In order to investigate the geographical distribution of the HFE-c.187C>G, -c.193A>T, -c.340+4T>C, and -c.845G>A mutations in the São Miguel Island, we compared the allele frequencies between the six municipalities (Fig 2). The data demonstrate a higher frequency of c.845A mutation in Nordeste compared to the other five municipalities (p = 0.048), suggesting a geographic cline from east to west. This observation may lead to theorize the presence of a founder effect; however, the high diversity of HLA haplotypes associated with this mutation does not corroborate this hypothesis. Furthermore, this trend was not observed for the other three HFE variants– c.187G, c.193T and c.340+4C –, which show no significant differences among the municipalities. Additionally, we cannot rule out the hypothesis that this result may be due to the small sample size. Nevertheless, the observed pattern validates the importance of carrying out screening studies of recessive mutations in relatively small populations like the Azorean island of São Miguel.

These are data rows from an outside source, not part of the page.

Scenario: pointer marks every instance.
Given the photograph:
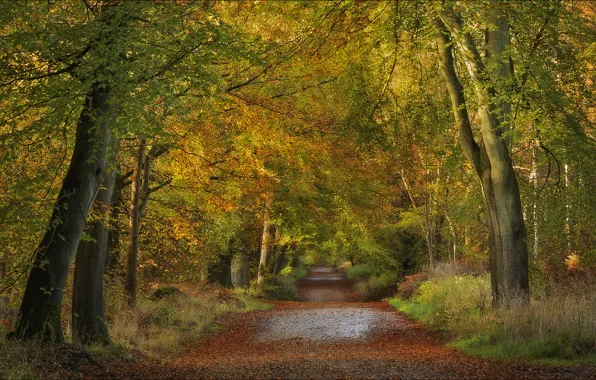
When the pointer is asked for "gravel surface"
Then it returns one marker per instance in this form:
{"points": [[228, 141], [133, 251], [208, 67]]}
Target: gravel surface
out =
{"points": [[332, 339], [325, 324]]}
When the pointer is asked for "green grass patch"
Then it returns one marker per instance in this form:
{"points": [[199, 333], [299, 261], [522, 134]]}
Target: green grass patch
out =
{"points": [[556, 328], [361, 271]]}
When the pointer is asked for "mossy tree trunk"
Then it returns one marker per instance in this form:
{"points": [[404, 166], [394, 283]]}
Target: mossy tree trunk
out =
{"points": [[40, 311], [508, 254], [88, 319], [264, 246]]}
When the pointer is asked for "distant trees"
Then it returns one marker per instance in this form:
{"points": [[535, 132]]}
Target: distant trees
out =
{"points": [[336, 110]]}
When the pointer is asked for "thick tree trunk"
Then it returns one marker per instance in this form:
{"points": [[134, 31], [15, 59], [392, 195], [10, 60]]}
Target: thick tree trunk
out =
{"points": [[507, 237], [133, 226], [40, 312], [88, 320], [264, 246], [240, 267]]}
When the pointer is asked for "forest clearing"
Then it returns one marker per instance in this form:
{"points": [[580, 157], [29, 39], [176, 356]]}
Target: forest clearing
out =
{"points": [[298, 189]]}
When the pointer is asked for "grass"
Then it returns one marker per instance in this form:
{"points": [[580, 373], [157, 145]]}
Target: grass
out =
{"points": [[162, 327], [360, 272], [17, 358], [557, 327], [283, 286]]}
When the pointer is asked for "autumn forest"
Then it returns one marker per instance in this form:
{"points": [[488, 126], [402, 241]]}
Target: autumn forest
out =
{"points": [[183, 182]]}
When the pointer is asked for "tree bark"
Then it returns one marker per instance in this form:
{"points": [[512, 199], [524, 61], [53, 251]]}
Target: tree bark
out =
{"points": [[114, 251], [40, 311], [508, 252], [240, 266], [88, 319], [264, 246], [133, 225]]}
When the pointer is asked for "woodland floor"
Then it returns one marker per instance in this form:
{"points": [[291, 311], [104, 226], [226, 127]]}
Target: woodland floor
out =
{"points": [[328, 334]]}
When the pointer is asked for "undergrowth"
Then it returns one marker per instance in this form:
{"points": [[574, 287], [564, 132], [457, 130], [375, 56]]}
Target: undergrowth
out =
{"points": [[371, 284], [283, 286], [557, 327], [15, 356], [162, 327]]}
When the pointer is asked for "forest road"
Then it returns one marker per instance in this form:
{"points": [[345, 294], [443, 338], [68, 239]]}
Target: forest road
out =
{"points": [[330, 334]]}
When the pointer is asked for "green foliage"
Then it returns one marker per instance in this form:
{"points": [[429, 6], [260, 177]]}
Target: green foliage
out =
{"points": [[377, 287], [283, 286], [361, 271], [161, 327], [556, 328]]}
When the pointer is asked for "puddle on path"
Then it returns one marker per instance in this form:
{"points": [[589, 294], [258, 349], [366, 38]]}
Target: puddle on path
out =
{"points": [[325, 324]]}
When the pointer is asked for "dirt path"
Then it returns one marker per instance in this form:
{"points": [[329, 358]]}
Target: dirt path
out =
{"points": [[331, 335]]}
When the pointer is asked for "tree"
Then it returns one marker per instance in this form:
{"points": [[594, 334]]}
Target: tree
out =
{"points": [[88, 319], [491, 159], [40, 312]]}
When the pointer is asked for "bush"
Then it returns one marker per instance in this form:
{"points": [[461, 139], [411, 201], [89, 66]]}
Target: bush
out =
{"points": [[407, 288], [361, 271], [376, 287], [283, 286], [161, 327], [559, 324]]}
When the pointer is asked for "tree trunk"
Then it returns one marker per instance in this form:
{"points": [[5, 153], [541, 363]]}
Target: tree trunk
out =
{"points": [[88, 320], [40, 312], [240, 266], [114, 251], [508, 253], [3, 298], [264, 246], [534, 181], [133, 226]]}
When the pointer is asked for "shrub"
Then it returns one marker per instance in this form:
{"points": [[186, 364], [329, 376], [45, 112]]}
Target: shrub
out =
{"points": [[559, 324], [161, 327], [377, 287], [407, 288], [361, 271]]}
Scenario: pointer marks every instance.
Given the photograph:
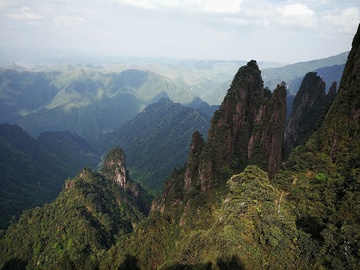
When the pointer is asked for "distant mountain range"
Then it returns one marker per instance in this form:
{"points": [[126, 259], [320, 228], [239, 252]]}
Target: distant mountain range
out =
{"points": [[157, 140], [80, 100]]}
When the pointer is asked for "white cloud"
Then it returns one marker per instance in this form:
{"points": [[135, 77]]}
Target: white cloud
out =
{"points": [[25, 14], [216, 6], [297, 14], [296, 9], [225, 6]]}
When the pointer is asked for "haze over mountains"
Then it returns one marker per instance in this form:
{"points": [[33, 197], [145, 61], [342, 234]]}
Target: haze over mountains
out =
{"points": [[227, 178], [64, 105]]}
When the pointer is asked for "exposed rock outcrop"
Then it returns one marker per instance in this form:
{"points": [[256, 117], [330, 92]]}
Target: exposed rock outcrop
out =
{"points": [[309, 106], [114, 166], [248, 128]]}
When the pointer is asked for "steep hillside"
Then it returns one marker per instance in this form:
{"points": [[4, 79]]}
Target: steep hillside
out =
{"points": [[33, 171], [157, 140], [232, 206], [326, 66], [90, 214], [308, 107], [322, 178]]}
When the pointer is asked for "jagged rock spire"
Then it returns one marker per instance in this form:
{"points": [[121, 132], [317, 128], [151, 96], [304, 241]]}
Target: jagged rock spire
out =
{"points": [[114, 166]]}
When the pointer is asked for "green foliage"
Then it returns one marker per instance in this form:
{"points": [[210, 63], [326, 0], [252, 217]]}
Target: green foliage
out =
{"points": [[157, 140], [33, 171], [76, 229]]}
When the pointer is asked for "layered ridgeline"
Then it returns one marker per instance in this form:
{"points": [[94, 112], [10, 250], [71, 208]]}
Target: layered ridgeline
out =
{"points": [[157, 140], [187, 221], [322, 179], [33, 170], [230, 207], [95, 210], [80, 100]]}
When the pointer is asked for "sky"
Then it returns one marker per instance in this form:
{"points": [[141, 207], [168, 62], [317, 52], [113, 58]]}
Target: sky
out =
{"points": [[264, 30]]}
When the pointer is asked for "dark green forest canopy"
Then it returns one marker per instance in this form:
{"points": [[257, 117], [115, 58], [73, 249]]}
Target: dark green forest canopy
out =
{"points": [[208, 216]]}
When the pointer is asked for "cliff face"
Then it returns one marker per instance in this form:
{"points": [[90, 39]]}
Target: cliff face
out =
{"points": [[248, 128], [310, 104], [114, 167]]}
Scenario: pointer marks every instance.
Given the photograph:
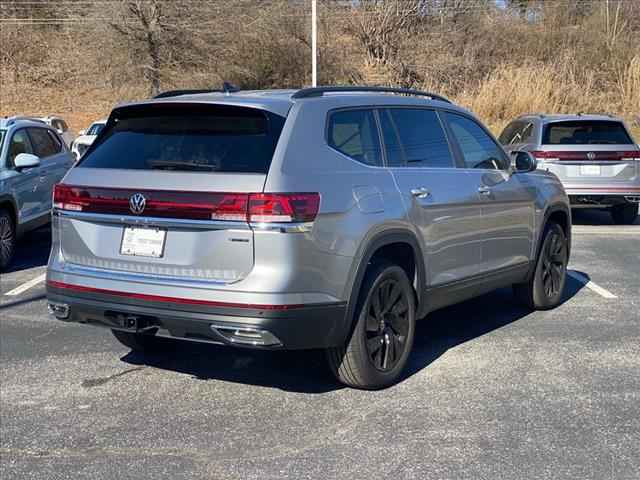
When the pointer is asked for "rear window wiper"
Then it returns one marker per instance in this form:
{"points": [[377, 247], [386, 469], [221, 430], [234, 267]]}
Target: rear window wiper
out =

In general, the frequency of c.845A [p.282Tyr] in Europe shows a decreasing north-south cline, with values ranging from 5 to 10% in north Europe, and from 1 to 5% in central and south Europe [33]. The frequency of the c.845A mutation in São Miguel was similar to the one reported in north/central mainland Portugal [28], but significantly higher than in the Azores Terceira Island [27], south mainland Portugal [28], and Madeira Island [34]. This data validates previous results where mainland Portuguese, especially from north/center, were the main contributors to the Azorean settlement. Moreover, these results may be suggestive of different population dynamics between the Azorean islands. Comparison with other populations shows that c.845A frequency is similar to central European countries, reflecting our previous results, where Flemish, French, and Germans also contributed to the settlement of the Azores [21-24].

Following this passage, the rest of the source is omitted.